Sullo sfondo di questo silenzioso (per ora) esodo dalla Lega, che lascerà un vuoto politico di cui è difficile intravedere la portata, ma che fuori dal Nordest è ancora pressoché ignorato perché i media nazionali lo passano sotto silenzio, avanza un movimento che vorrebbe essere alternativo, ma che di fatto è - in qualche modo - ad essa speculare: Verso Nord, tenuto a battesimo da personalità come l’ex sindaco di Venezia, il filosofo Massimo Cacciari.

Verso Nord si presenta come una sorta di alternativa al Carroccio che, però, ne raccoglie talune istanze e si candida ad interpretarne meglio, ossia con più efficienza, talune esigenze; ma con un limite invalicabile: la sua origine intellettuale e, per molti aspetti, velleitariamente intellettuale, priva cioè di un autentico radicamento a livello di coscienza popolare.

Basterà un solo esempio a chiarire il concetto. Davanti all’affermazione di Luca Zaia, all’indomani dell’ultimo fatto di sangue che ha coinvolto le nostre truppe in Afghanistan, secondo il quale quel Paese è diventato «il nostro Vietnam» e faremmo bene ad andarcene il prima possibile, Alessio Vianello, portavoce di Verso Nord, ha replicato duramente, sostenendo che si è trattato di un paragone storicamente inaccettabile e che il nostro dovere è quello di rimanere in Afghanistan, a difesa della democrazia e a sostegno dell’alleanza internazionale di cui facciamo parte.

Questo è un tipico esempio di quella mentalità teorica, astratta, velleitaria e radical-chic che rappresenta il peggio della sinistra italiana: il disprezzo per il sentire comune della gente, che ritiene la guerra in Afghanistan un errore e non condivide la crociata, a suo tempo intrapresa da Bush junior con incosciente leggerezza, alla quale ci siamo accodati per delle ragioni che non sono mai state veramente chiarite e che oscillano fra una generica politica di intervento umanitario e “pacifico” (un bell’ossimoro, non c’è che dire, per una spedizione militare in piena regola) e una fumosa necessità di cooperare alla difesa della “rinata” democrazia afghana, nonché alla stabilità geopolitica dell’Asia centrale e del Medio Oriente.

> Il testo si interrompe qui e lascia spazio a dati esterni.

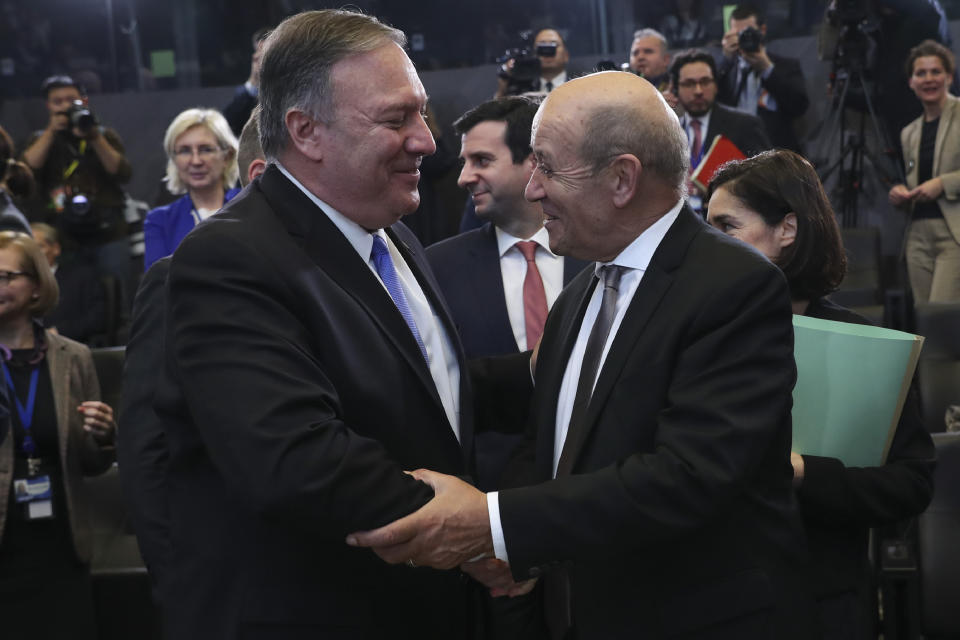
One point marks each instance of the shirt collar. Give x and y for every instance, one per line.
x=361, y=239
x=505, y=241
x=638, y=253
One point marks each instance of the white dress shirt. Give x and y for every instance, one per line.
x=636, y=257
x=513, y=270
x=441, y=355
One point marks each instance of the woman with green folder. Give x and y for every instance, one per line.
x=776, y=203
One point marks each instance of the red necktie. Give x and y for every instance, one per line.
x=697, y=143
x=534, y=297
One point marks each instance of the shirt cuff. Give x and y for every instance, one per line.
x=496, y=531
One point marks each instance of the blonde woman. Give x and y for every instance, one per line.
x=202, y=164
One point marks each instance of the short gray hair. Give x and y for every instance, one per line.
x=651, y=33
x=298, y=58
x=211, y=120
x=612, y=131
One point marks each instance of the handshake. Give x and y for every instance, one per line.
x=451, y=530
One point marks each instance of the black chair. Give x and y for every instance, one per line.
x=121, y=586
x=939, y=367
x=862, y=288
x=939, y=540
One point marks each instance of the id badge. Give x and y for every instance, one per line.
x=36, y=493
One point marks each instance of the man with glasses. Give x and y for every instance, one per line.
x=80, y=168
x=694, y=76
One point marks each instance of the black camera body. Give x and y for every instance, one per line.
x=524, y=77
x=750, y=40
x=81, y=117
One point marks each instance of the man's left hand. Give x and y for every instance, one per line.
x=449, y=530
x=759, y=61
x=928, y=191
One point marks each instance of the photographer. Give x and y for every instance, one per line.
x=79, y=166
x=550, y=52
x=760, y=83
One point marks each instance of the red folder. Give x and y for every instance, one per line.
x=721, y=151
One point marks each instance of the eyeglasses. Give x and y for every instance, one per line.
x=690, y=84
x=7, y=276
x=204, y=151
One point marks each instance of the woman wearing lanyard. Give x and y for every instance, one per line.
x=58, y=432
x=201, y=162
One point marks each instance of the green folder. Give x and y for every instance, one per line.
x=852, y=381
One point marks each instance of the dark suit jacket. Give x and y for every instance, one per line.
x=141, y=442
x=679, y=515
x=293, y=397
x=467, y=267
x=742, y=129
x=786, y=84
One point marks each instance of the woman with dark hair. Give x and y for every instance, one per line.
x=931, y=154
x=16, y=180
x=59, y=432
x=776, y=203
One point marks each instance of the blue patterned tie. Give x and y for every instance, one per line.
x=384, y=264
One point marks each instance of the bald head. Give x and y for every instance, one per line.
x=613, y=113
x=611, y=160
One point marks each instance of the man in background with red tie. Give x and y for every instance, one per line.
x=499, y=280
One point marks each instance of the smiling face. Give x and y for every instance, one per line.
x=489, y=174
x=199, y=159
x=930, y=80
x=696, y=88
x=377, y=136
x=648, y=57
x=565, y=186
x=17, y=294
x=733, y=217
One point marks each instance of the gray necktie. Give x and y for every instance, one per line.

Va dato atto a Bossi, ma solo al Bossi prima maniera, di avere a suo tempo preso le distanze dal filoatlantismo sperticato allora ostentato da Berlusconi e di avere perfino espresso solidarietà a dei popoli, come Baschi, Fiamminghi e Gallesi, impegnati a rivendicare la propria autonomia contro il centralismo di nazioni alleate dell’Italia, quali la Spagna, il Belgio e la Gran Bretagna; salvo poi appiattirsi sulla politica di Stati Uniti e Israele in tutto quel che riguarda il Medio Oriente, a cominciare dallo scacchiere iracheno e afghano.

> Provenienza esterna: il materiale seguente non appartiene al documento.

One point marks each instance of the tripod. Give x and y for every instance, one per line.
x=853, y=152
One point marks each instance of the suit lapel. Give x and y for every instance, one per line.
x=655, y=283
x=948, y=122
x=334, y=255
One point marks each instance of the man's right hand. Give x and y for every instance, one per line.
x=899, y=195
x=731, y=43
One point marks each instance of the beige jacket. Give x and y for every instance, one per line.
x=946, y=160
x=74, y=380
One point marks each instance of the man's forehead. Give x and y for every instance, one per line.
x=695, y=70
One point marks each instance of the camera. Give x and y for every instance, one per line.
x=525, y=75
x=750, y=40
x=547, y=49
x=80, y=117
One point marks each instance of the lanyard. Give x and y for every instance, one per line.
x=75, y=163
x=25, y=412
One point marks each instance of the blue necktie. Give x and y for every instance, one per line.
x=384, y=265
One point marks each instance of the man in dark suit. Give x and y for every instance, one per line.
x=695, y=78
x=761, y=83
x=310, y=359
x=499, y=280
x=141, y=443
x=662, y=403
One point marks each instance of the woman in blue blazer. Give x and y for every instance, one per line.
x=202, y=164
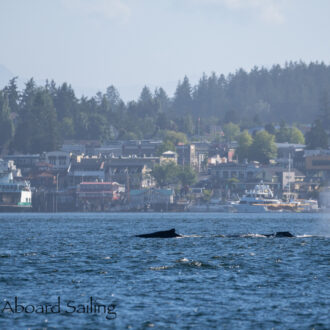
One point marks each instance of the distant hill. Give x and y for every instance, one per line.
x=292, y=93
x=5, y=75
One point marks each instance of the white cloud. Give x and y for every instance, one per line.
x=108, y=9
x=268, y=10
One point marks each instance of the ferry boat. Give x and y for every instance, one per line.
x=14, y=196
x=215, y=205
x=258, y=200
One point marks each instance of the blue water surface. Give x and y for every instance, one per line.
x=203, y=280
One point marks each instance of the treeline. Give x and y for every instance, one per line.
x=39, y=118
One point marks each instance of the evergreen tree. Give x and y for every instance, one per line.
x=13, y=95
x=317, y=137
x=182, y=102
x=263, y=147
x=6, y=123
x=245, y=141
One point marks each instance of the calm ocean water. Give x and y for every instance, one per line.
x=199, y=281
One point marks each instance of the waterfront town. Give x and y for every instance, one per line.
x=137, y=175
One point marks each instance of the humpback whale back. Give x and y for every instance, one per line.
x=283, y=234
x=161, y=234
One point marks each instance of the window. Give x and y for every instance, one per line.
x=52, y=160
x=62, y=160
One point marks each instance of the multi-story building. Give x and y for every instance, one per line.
x=140, y=148
x=187, y=155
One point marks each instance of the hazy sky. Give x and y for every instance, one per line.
x=131, y=43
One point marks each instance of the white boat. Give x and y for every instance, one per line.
x=14, y=196
x=258, y=200
x=214, y=205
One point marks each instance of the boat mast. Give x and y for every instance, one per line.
x=289, y=176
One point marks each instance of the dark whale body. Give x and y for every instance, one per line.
x=280, y=234
x=161, y=234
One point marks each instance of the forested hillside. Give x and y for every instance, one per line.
x=38, y=118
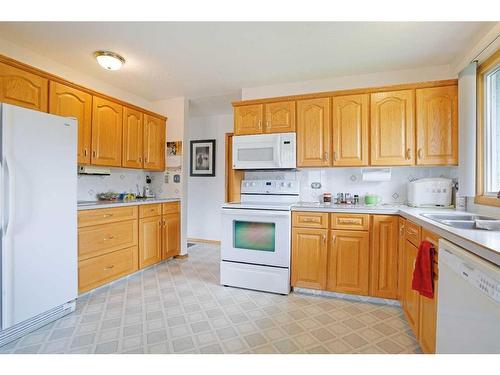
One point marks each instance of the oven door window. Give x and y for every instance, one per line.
x=250, y=235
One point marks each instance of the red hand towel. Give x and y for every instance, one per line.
x=422, y=274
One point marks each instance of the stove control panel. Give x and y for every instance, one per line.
x=270, y=187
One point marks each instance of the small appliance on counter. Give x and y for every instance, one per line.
x=430, y=192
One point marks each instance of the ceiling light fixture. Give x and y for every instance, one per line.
x=109, y=60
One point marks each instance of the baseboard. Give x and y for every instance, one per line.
x=201, y=240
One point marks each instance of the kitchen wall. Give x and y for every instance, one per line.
x=349, y=180
x=432, y=73
x=206, y=194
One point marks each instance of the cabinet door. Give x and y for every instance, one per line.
x=132, y=138
x=401, y=245
x=410, y=297
x=309, y=258
x=69, y=102
x=348, y=265
x=248, y=119
x=384, y=256
x=22, y=88
x=150, y=233
x=313, y=133
x=106, y=132
x=437, y=126
x=171, y=244
x=154, y=143
x=392, y=128
x=350, y=130
x=280, y=117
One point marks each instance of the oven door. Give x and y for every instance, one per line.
x=256, y=151
x=256, y=236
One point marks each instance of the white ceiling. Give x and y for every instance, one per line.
x=168, y=59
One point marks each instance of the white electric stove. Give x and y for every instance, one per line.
x=256, y=239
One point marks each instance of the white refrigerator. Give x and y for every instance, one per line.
x=38, y=215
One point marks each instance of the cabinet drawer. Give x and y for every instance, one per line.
x=310, y=219
x=106, y=215
x=350, y=221
x=413, y=233
x=171, y=207
x=100, y=239
x=100, y=270
x=149, y=210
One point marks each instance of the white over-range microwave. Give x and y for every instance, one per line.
x=264, y=151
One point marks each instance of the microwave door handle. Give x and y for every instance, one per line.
x=277, y=152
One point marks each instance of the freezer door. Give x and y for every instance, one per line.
x=38, y=213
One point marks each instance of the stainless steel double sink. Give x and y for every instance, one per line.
x=461, y=221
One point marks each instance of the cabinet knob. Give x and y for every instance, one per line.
x=408, y=152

Se, dunque, qualche esponente leghista parla di riportare a casa i nostri alpini e lascia intendere che l’intervento in Afghanistan è stato un errore, non fa altro che tornare alle posizioni originarie della Lega, da sempre favorevole all’autodecisione dei piccoli popoli nei confronti delle grandi potenze; mentre la sparata di Vianello ha tutto il sapore di un predica in cattedra da parte di chi non ha la minima idea di quello che realmente sente e pensa la gente comune. Altro che avere il polso della situazione nel Nordest: i signori di Verso Nord mostrano, fin dall’inizio della loro avventura politica, di assomigliare più ad un salotto di intellettuali benpensanti che a un autentico movimento popolare, capace di dialogare con la gente e di mettere radici nel territorio.

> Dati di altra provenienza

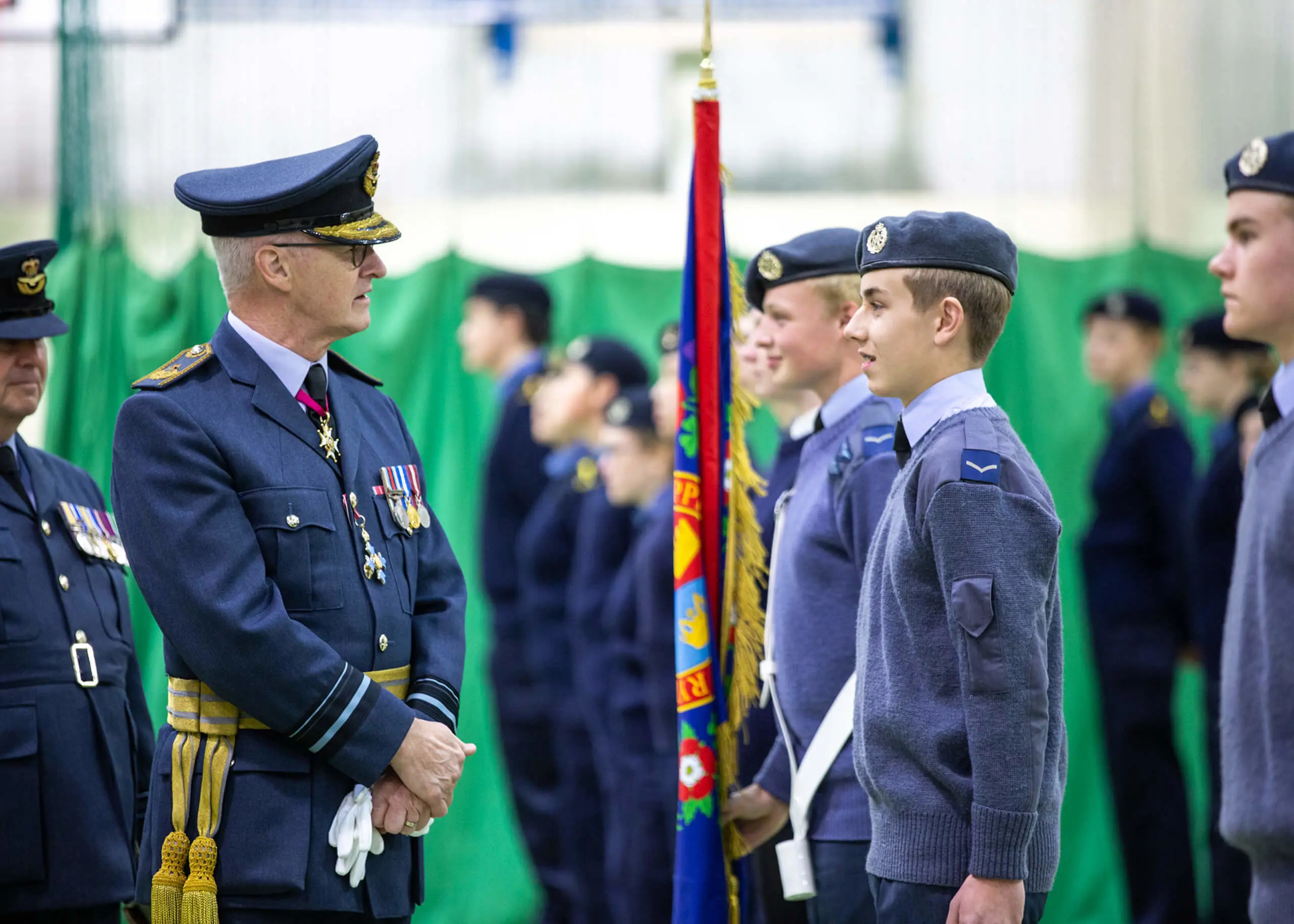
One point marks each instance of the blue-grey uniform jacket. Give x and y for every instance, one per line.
x=74, y=759
x=254, y=569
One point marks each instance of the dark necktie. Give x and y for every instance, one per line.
x=1269, y=409
x=902, y=448
x=10, y=472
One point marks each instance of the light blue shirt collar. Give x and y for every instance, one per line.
x=290, y=368
x=847, y=398
x=944, y=399
x=1283, y=389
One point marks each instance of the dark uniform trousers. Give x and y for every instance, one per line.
x=1134, y=570
x=250, y=551
x=73, y=759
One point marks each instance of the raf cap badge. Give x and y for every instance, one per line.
x=876, y=239
x=1253, y=158
x=33, y=281
x=769, y=266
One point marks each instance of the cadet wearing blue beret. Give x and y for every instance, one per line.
x=808, y=289
x=1221, y=378
x=276, y=514
x=75, y=735
x=1134, y=570
x=959, y=734
x=1257, y=272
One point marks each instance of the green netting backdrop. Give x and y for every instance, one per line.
x=126, y=322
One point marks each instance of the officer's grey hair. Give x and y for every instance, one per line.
x=236, y=259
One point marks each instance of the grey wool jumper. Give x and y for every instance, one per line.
x=845, y=473
x=959, y=735
x=1258, y=680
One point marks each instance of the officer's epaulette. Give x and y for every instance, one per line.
x=337, y=361
x=176, y=369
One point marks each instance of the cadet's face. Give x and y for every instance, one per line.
x=664, y=398
x=562, y=404
x=1208, y=380
x=895, y=340
x=1257, y=268
x=1117, y=351
x=24, y=365
x=800, y=337
x=631, y=469
x=483, y=336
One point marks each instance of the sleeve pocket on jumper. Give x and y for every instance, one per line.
x=972, y=606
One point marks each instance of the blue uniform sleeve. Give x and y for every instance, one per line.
x=440, y=604
x=197, y=561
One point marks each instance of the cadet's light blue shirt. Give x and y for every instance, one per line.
x=1283, y=389
x=290, y=368
x=945, y=399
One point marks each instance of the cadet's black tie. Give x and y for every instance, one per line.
x=1269, y=409
x=902, y=448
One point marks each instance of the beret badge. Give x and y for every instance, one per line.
x=33, y=281
x=769, y=266
x=1253, y=158
x=876, y=239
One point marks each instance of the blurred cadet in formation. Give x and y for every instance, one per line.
x=637, y=465
x=75, y=737
x=808, y=290
x=1257, y=272
x=960, y=733
x=567, y=417
x=1136, y=601
x=795, y=412
x=275, y=511
x=1221, y=378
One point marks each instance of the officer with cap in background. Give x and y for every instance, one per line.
x=1134, y=566
x=75, y=735
x=1257, y=272
x=275, y=509
x=558, y=775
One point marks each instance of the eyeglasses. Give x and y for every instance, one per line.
x=359, y=251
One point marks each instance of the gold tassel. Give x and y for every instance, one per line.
x=200, y=890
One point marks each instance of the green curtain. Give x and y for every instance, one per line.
x=125, y=322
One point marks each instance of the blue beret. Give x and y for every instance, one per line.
x=1208, y=333
x=1126, y=304
x=822, y=253
x=606, y=356
x=513, y=289
x=26, y=312
x=1266, y=163
x=939, y=241
x=325, y=193
x=632, y=408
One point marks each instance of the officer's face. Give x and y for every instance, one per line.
x=664, y=398
x=1119, y=352
x=1257, y=268
x=24, y=365
x=896, y=342
x=803, y=336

Davanti alla dilagante crisi economica, che nel Nordest appare ancora più drammatica, perché falcia ogni mese migliaia e migliaia di posti di lavoro (mentre al Sud, per esempio, c’è poco da falciare, dato che il lavoro scarseggiava già prima), è semplicemente grottesco che un movimento politico che vorrebbe candidarsi a interpretarne gli autentici bisogni, invece di parlare dei giovani disoccupati e dei tanti, troppi laureati che se ne vanno all’estero, viene a parlare… della necessità di continuare a combattere e a morire sulle montagne dell’Afghanistan, quali truppe ausiliarie di un sinistro personaggio, Bush junior, che da tempo ha dovuto abbandonare il ponte di comando.

È questa la futura classe dirigente del Nordest, che vigilerà affinché due giorni di pioggia non lo mettano mai più in ginocchio?